Ag3 API#

This page provides a curated list of functions and properties available in the malariagen_data API relating to Anopheles gambiae data.

Basic data access#

client_location

config

lookup_release(sample_set)

Find which release a sample set was included in.

open_file(path)

read_files(paths[, on_error])

releases

results_cache_get(*, name, params)

results_cache_set(*, name, params, results)

sample_sets([release])

Access a dataframe of sample sets.

Sample metadata access#

add_extra_metadata(data[, on])

Add extra sample metadata, e.g., including additional columns which you would like to use to query and group samples.

aim_metadata([sample_sets])

Access ancestry-informative marker (AIM) metadata for one or more sample sets.

clear_extra_metadata()

Clear any extra metadata previously added.

cohorts_metadata([sample_sets])

Access cohort membership metadata for one or more sample sets.

count_samples([sample_sets, sample_query, ...])

Create a pivot table showing numbers of samples available by space, time and taxon.

general_metadata([sample_sets])

Read general sample metadata for one or more sample sets into a pandas DataFrame.

lookup_sample(sample[, sample_set])

Get the metadata for a specific sample and sample set.

plot_samples_bar(x[, color, sort, ...])

Plot a bar chart showing the number of samples available, grouped by some variable such as country or year.

plot_samples_interactive_map([sample_sets, ...])

Plot an interactive map showing sampling locations using ipyleaflet.

sample_metadata([sample_sets, sample_query, ...])

Access sample metadata for one or more sample sets.

wgs_data_catalog(sample_set)

Load a data catalog providing URLs for downloading BAM, VCF and Zarr files for samples in a given sample set.

SNP data access#

is_accessible(region[, site_mask, ...])

Compute genome accessibility array.

open_site_annotations()

Open site annotations zarr.

open_site_filters(mask)

Open site filters zarr.

open_snp_genotypes(sample_set)

Open SNP genotypes zarr for a given sample set.

open_snp_sites()

Open SNP sites zarr.

plot_snps(region[, sample_sets, ...])

Plot SNPs in a given genome region.

plot_snps_track(region[, sample_sets, ...])

Plot SNPs in a given genome region.

site_annotations(region[, site_mask, ...])

Load site annotations.

site_filters(region, mask[, field, ...])

Access SNP site filters.

site_mask_ids

Identifiers for the different site masks that are available.

snp_allele_counts(region[, sample_sets, ...])

Compute SNP allele counts.

snp_calls(region[, sample_sets, ...])

Access SNP sites, site filters and genotype calls.

snp_dataset(*args, **kwargs)

Deprecated, this method has been renamed to snp_calls().

snp_genotypes(region[, sample_sets, ...])

Access SNP genotypes and associated data.

snp_sites(region, field[, site_mask, ...])

Access SNP site data (positions or alleles).
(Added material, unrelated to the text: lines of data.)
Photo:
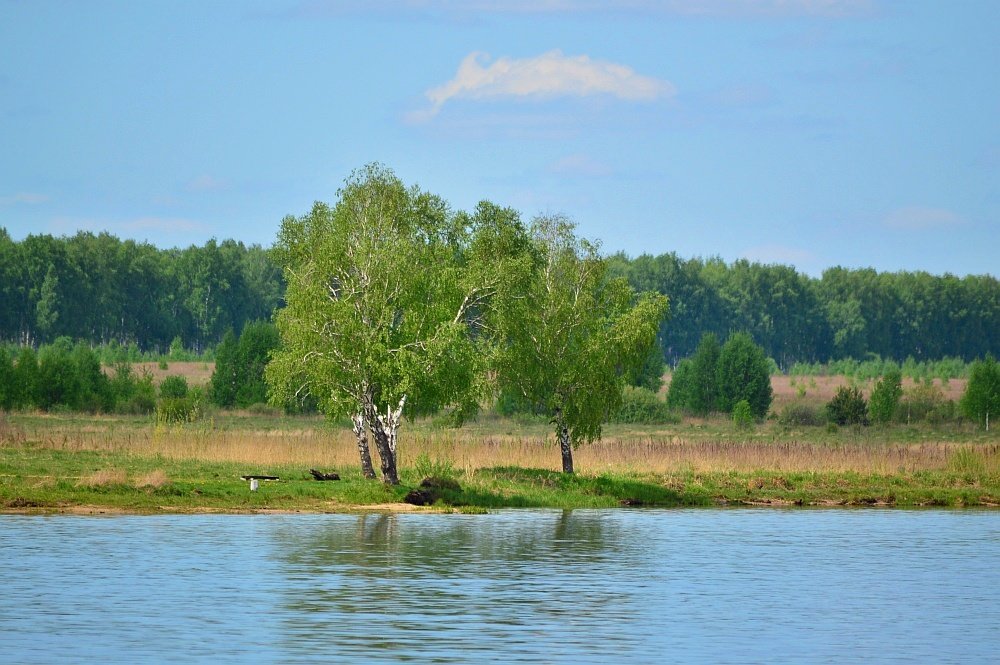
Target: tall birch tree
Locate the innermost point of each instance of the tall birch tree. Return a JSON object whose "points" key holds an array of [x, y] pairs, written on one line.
{"points": [[385, 289]]}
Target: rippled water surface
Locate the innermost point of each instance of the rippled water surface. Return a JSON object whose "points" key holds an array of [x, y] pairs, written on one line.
{"points": [[732, 586]]}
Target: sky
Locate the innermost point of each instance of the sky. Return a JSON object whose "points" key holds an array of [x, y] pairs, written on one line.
{"points": [[813, 133]]}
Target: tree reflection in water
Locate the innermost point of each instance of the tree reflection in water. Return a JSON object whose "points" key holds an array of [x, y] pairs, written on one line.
{"points": [[447, 586]]}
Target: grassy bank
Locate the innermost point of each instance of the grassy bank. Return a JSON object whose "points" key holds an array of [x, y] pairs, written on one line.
{"points": [[50, 463]]}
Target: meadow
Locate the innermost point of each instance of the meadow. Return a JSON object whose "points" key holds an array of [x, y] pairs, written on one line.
{"points": [[72, 462]]}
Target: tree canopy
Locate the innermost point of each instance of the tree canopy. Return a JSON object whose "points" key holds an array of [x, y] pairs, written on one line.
{"points": [[383, 294], [571, 335]]}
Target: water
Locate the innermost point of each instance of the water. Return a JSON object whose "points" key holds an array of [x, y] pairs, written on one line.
{"points": [[646, 586]]}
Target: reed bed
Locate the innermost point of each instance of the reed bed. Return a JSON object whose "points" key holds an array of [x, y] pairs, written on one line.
{"points": [[468, 451]]}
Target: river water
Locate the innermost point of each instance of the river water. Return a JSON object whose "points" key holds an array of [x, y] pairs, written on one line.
{"points": [[644, 586]]}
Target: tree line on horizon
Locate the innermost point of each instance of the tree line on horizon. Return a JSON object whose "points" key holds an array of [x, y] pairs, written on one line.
{"points": [[98, 288]]}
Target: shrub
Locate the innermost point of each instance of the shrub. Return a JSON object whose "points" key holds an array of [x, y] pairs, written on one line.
{"points": [[743, 373], [640, 405], [981, 400], [173, 386], [801, 415], [264, 409], [885, 397], [681, 382], [848, 407], [743, 415], [925, 402], [177, 410]]}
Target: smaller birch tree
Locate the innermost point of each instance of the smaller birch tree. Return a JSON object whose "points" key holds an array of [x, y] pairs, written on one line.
{"points": [[569, 336]]}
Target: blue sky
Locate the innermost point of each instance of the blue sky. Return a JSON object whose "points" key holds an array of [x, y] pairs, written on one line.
{"points": [[808, 132]]}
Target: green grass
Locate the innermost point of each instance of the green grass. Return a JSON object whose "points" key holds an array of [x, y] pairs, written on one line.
{"points": [[36, 478]]}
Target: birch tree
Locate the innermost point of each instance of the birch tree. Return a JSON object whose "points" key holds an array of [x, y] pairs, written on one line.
{"points": [[384, 290], [572, 336]]}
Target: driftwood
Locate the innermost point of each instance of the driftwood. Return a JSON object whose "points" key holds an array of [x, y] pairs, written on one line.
{"points": [[431, 489]]}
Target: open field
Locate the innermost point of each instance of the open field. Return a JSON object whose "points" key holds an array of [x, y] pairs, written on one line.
{"points": [[126, 463]]}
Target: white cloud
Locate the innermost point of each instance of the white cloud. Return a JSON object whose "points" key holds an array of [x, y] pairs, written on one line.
{"points": [[548, 75], [915, 218], [23, 197], [580, 165], [127, 228], [465, 9], [782, 254]]}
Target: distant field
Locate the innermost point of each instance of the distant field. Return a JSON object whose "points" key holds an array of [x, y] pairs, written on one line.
{"points": [[196, 373], [818, 390]]}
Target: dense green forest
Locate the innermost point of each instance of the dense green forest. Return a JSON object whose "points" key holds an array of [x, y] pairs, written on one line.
{"points": [[844, 314], [100, 289]]}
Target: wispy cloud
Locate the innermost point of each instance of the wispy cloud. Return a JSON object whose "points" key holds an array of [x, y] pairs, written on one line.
{"points": [[915, 218], [206, 183], [548, 75], [26, 198], [469, 9], [128, 227], [580, 165], [779, 254]]}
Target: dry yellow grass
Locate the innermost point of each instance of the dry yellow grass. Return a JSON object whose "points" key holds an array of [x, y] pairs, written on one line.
{"points": [[104, 477], [468, 451], [154, 479]]}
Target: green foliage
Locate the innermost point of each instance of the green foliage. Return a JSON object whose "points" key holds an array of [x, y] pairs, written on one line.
{"points": [[224, 382], [177, 410], [848, 407], [704, 390], [681, 385], [173, 387], [569, 334], [26, 388], [440, 467], [743, 415], [47, 307], [743, 374], [925, 402], [885, 398], [378, 301], [7, 389], [798, 415], [132, 394], [97, 287], [257, 341], [981, 401], [650, 375], [643, 406]]}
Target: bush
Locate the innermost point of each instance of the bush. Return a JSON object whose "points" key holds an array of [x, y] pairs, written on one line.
{"points": [[641, 405], [848, 407], [925, 402], [238, 380], [885, 397], [801, 415], [132, 394], [743, 373], [981, 400], [177, 410], [173, 386], [743, 415], [264, 409], [681, 385]]}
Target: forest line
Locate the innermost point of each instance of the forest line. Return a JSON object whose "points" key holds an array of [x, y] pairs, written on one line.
{"points": [[99, 288]]}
snp_variants(region[, site_mask, ...])

Access SNP sites and site filters.

Haplotype data access#

haplotypes(region[, analysis, sample_sets, ...])

Access haplotype data.

open_haplotypes(sample_set[, analysis])

Open haplotypes zarr.

open_haplotype_sites([analysis])

Open haplotype sites zarr.

phasing_analysis_ids

Identifiers for the different phasing analyses that are available.

CNV data access#

coverage_calls_analysis_ids

Identifiers for the different coverage calls analyses that are available.

cnv_coverage_calls(region, sample_set, analysis)

Access CNV HMM data from genome-wide CNV discovery and filtering.

cnv_discordant_read_calls(contig[, ...])

Access CNV discordant read calls data.

cnv_hmm(region[, sample_sets, sample_query, ...])

Access CNV HMM data from CNV calling.

open_cnv_coverage_calls(sample_set, analysis)

Open CNV coverage calls zarr.

open_cnv_discordant_read_calls(sample_set)

Open CNV discordant read calls zarr.

open_cnv_hmm(sample_set)

Open CNV HMM zarr.

plot_cnv_hmm_coverage(sample, region[, ...])

Plot CNV HMM data for a single sample, together with a genes track, using bokeh.

plot_cnv_hmm_coverage_track(sample, region)

Plot CNV HMM data for a single sample, using bokeh.

plot_cnv_hmm_heatmap(region[, sample_sets, ...])

Plot CNV HMM data for multiple samples as a heatmap, with a genes track, using bokeh.

plot_cnv_hmm_heatmap_track(region[, ...])

Plot CNV HMM data for multiple samples as a heatmap, using bokeh.